核心改动文件，包含 Cosmos3 I2V 潜变量准备阶段的优化，是最关键的变更。

```python
# 文件 : python/sglang/multimodal_gen/runtime/pipelines_core/stages/model_specific_stages/cosmos3.py
# 位于 Cosmos3LatentPreparationStage.forward() 方法内

if is_i2v:
    vae_dtype = next(self.vae.parameters()).dtype
    # 优化前：将单帧图像扩展为 batch.num_frames 帧后再编码
    # pixel_video = (
    # batch.preprocessed_image.unsqueeze(2)
    # .expand(-1, -1, batch.num_frames, -1, -1)
    # .contiguous()
    # .to(device=device, dtype=vae_dtype)
    # )
    # 优化后：直接编码单帧图像（unsqueeze(2) 增加帧维度为 1）
    pixel_video = batch.preprocessed_image.unsqueeze(2).to(
        device=device, dtype=vae_dtype
    )
    with torch.no_grad():
        cond_latent = self._vae_encode(pixel_video).to(dtype)

    # condition_mask 和后续逻辑保持不变，仅使用 cond_latent 的第 0 帧
    condition_mask = torch.zeros(
        1, 1, num_latent_frames, 1, 1, device=device, dtype=dtype
    )
    condition_mask[:, :, 0, :, :] = 1.0
    latents = condition_mask * cond_latent + (1.0 - condition_mask) * noise
    batch.image_latent = cond_latent[:, :, 0:1, :, :].clone()  # 只取第 0 帧
    batch.extra["velocity_mask"] = 1.0 - condition_mask
    self.log_info("Prepared I2V latents with frame-0 conditioning")
else:
    latents = noise

```

# 评论区精华

该 PR 的 review 由仓库维护者 mickqian 直接批准，无 review 评论。

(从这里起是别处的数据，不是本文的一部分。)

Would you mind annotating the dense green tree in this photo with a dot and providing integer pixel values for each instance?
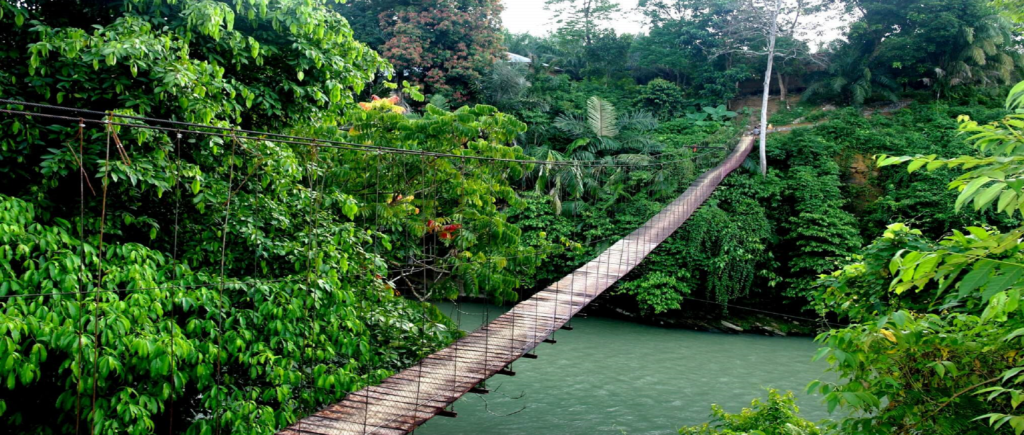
(445, 45)
(779, 416)
(583, 19)
(923, 44)
(224, 284)
(937, 324)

PR 作者 qimcis 在 body 中提供了详细的性能基准测试数据。

- 暂无高价值评论线程

# 风险与影响

- 风险：**低风险**。改动范围极小（仅 2 行增加、5 行删除），且逻辑清晰：VAE 编码前不再扩展帧维度，而后续逻辑只取编码结果的第 0 帧，因此语义等价。唯一潜在风险是如果未来代码修改了 `cond_latent` 的使用方式（例如改为使用多帧），但当前代码没有这种迹象。
- 影响：**影响面窄**：仅影响 Cosmos3 I2V 管线的 `Cosmos3LatentPreparationStage`，不影响其他模型或管线。性能提升显著：I2V 潜变量准备阶段延迟降低 70.9%，端到端延迟降低约 5.1%。内存消耗也相应减少，因为不再分配完整的视频张量。
- 风险标记：低风险

# 关联脉络

- PR #27041 [diffusion] Optimize Cosmos3 lossless hot paths: 同为 Cosmos3 优化系列，对同一文件进行过重构，关注性能提升。
- PR #27026 [diffusion] Add realtime WebUI super resolution controls: 均为 diffusion 管线改进，体现了项目持续优化 diffusion 功能的趋势。